So now that you’re relieved that a serving isn’t as big as you thought it was, the next question that comes up is, “But how am I supposed to eat that many servings?” It seems awfully daunting. I just visualize 9 apples lined up on my desk, waiting to be consumed. Well, yeah, when you look at it that way, it does seem impossible.
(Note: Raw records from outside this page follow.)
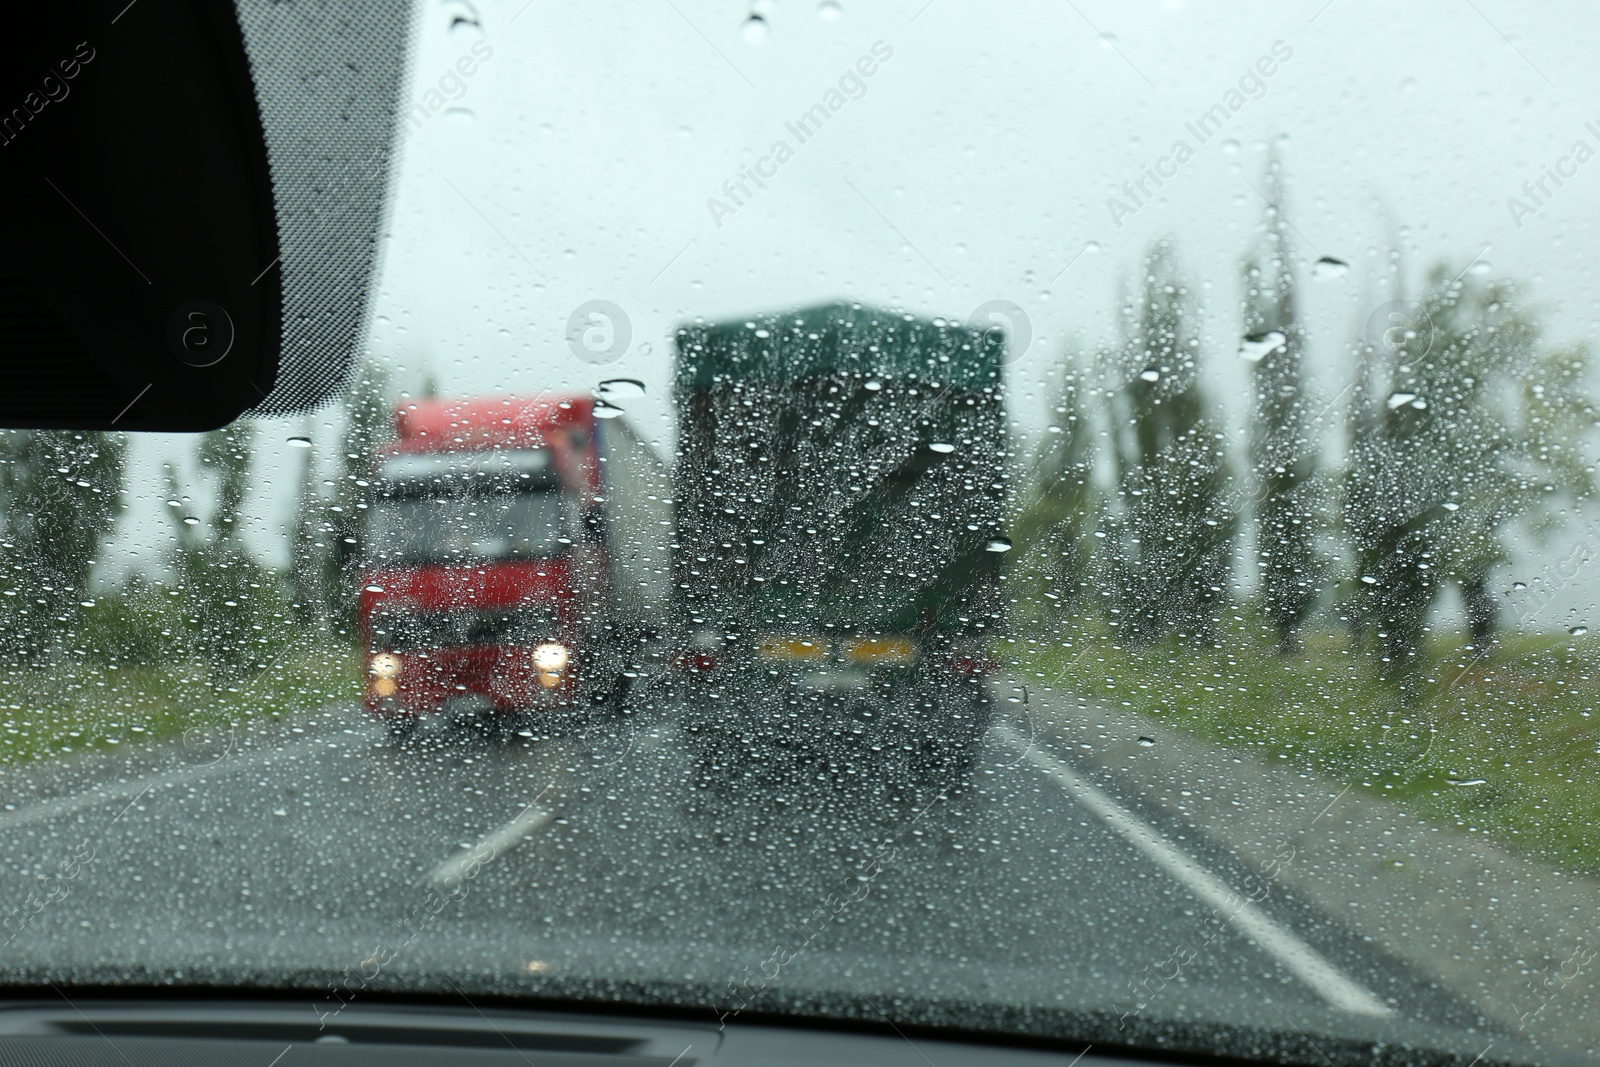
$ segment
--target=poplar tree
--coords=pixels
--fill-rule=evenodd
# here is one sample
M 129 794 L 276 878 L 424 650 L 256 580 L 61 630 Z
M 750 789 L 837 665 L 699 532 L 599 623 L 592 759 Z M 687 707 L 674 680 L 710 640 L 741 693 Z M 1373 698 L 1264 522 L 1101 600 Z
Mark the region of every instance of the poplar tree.
M 1508 529 L 1539 533 L 1592 493 L 1579 449 L 1595 423 L 1588 352 L 1541 351 L 1514 287 L 1437 267 L 1419 301 L 1386 307 L 1362 345 L 1345 511 L 1357 561 L 1357 618 L 1390 673 L 1417 662 L 1440 592 L 1461 592 L 1472 643 L 1498 629 L 1490 572 Z
M 1086 381 L 1081 355 L 1069 350 L 1039 450 L 1035 488 L 1013 527 L 1016 548 L 1031 553 L 1061 607 L 1082 603 L 1090 591 L 1103 507 L 1094 481 L 1095 426 L 1083 395 Z
M 1224 435 L 1200 381 L 1199 314 L 1170 242 L 1151 249 L 1142 281 L 1138 301 L 1124 300 L 1114 361 L 1118 480 L 1107 525 L 1118 625 L 1135 643 L 1169 633 L 1213 640 L 1238 528 Z
M 1305 335 L 1295 307 L 1295 277 L 1284 216 L 1282 165 L 1269 161 L 1266 220 L 1244 267 L 1244 343 L 1253 361 L 1250 464 L 1261 604 L 1293 652 L 1316 602 L 1320 568 L 1312 542 L 1316 444 L 1311 439 L 1301 362 Z
M 127 439 L 119 433 L 0 430 L 0 597 L 14 656 L 59 654 L 91 600 L 90 578 L 116 521 Z
M 370 360 L 363 362 L 345 393 L 344 426 L 339 452 L 333 459 L 330 496 L 318 495 L 314 505 L 317 532 L 327 545 L 323 553 L 323 581 L 328 619 L 335 632 L 353 634 L 356 600 L 360 590 L 361 546 L 366 539 L 370 480 L 379 444 L 390 431 L 387 376 Z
The truth is, when you eat mainly from your green bags, you’re probably getting more servings than you think. A garden salad at lunch? 2 cups romaine lettuce, 1/2 cup cucumber, 1 tomato, chopped, and 1/2 cup shredded lettuce. You’re at 5 servings already. From there, it’s easy to build on. Add a half cup of blackberries to breakfast, 1 cup of sugar-snap peas as an afternoon snack (dip them in hummus!) and a sweet potato and steamed broccoli to dinner. See? How easy was that? And no apples! (Not today, anyway.)
What easy tricks do you use to get in all of your daily fruit and veggie servings?
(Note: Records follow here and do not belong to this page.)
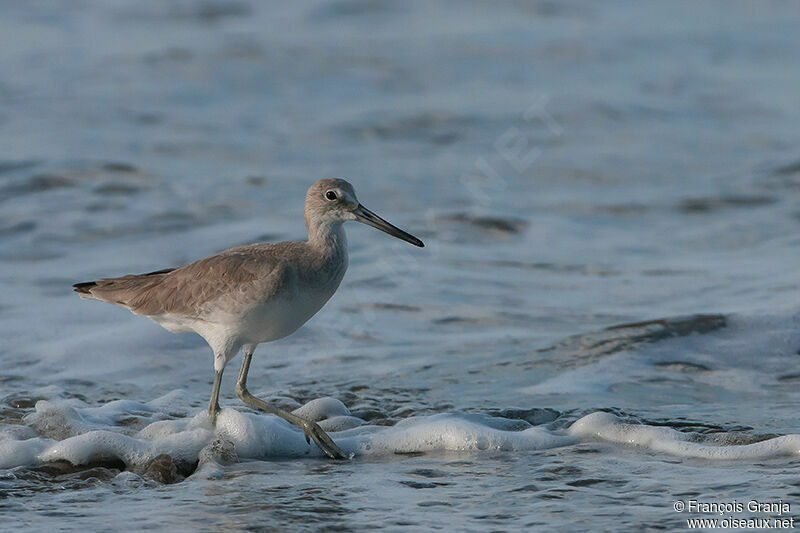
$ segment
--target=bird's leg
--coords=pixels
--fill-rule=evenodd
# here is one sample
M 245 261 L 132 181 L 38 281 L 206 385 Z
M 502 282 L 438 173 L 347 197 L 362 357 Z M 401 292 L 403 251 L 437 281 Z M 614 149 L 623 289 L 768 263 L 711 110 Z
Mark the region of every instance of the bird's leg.
M 247 373 L 250 371 L 250 359 L 252 357 L 253 352 L 245 350 L 242 370 L 239 372 L 239 379 L 236 381 L 236 395 L 250 407 L 258 409 L 259 411 L 272 413 L 273 415 L 283 418 L 290 424 L 301 428 L 306 434 L 306 442 L 310 442 L 309 439 L 314 439 L 319 449 L 331 459 L 346 459 L 347 456 L 345 453 L 333 442 L 328 434 L 319 427 L 319 424 L 284 411 L 283 409 L 279 409 L 250 394 L 247 390 Z
M 208 402 L 208 418 L 216 425 L 219 413 L 219 386 L 222 384 L 222 369 L 214 372 L 214 385 L 211 388 L 211 401 Z

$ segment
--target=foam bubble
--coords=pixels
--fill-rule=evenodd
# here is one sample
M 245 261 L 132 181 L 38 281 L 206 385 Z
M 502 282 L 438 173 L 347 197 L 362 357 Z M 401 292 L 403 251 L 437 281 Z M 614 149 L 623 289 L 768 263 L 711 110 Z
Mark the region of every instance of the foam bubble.
M 325 420 L 326 418 L 334 416 L 350 415 L 350 410 L 345 404 L 336 398 L 330 397 L 311 400 L 292 412 L 301 418 L 313 420 L 314 422 L 319 422 L 320 420 Z
M 540 427 L 531 427 L 524 431 L 505 431 L 449 414 L 409 418 L 383 431 L 361 435 L 357 440 L 357 455 L 542 450 L 576 442 L 573 437 Z
M 152 441 L 96 430 L 57 442 L 40 453 L 37 459 L 41 462 L 63 460 L 80 465 L 112 457 L 122 460 L 126 465 L 139 466 L 167 454 L 176 459 L 194 461 L 212 437 L 211 431 L 202 428 L 181 431 Z
M 0 440 L 0 468 L 31 465 L 40 453 L 52 445 L 52 439 L 34 437 L 26 440 Z
M 40 434 L 64 439 L 109 426 L 130 426 L 134 420 L 152 418 L 156 409 L 131 400 L 114 400 L 100 407 L 88 407 L 80 400 L 39 400 L 36 411 L 25 422 Z
M 365 423 L 366 422 L 355 416 L 339 415 L 321 420 L 319 422 L 319 427 L 325 431 L 344 431 L 363 426 Z
M 783 435 L 752 444 L 715 446 L 690 442 L 689 435 L 671 428 L 626 424 L 605 412 L 584 416 L 572 424 L 569 433 L 583 439 L 633 444 L 680 457 L 752 460 L 800 455 L 800 435 Z
M 217 434 L 231 441 L 242 458 L 318 454 L 316 446 L 306 442 L 301 429 L 271 415 L 223 409 L 217 415 Z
I started my day with half a cup of blueberries atop my pancakes. I enjoyed a tangerine as a mid-morning snack. For lunch, 1 cup baby spinach leaves, 1 tomato, sliced, 1/2 cup microgreens, with a smear of hummus in a whole grain wrap, served with 1 cup carrot sticks and 2 tablespoons roasted red pepper hummus. I had a banana post-workout. Dinner was a 6″ roll stuffed with 1 cup sauteed mushrooms and 1/2 cup sauteed peppers & onions. Topped with cheese and a bit of steak sauce, you’d never miss the meat filling! A cup of whole strawberries with a little drizzle of chocolate syrup ended my day.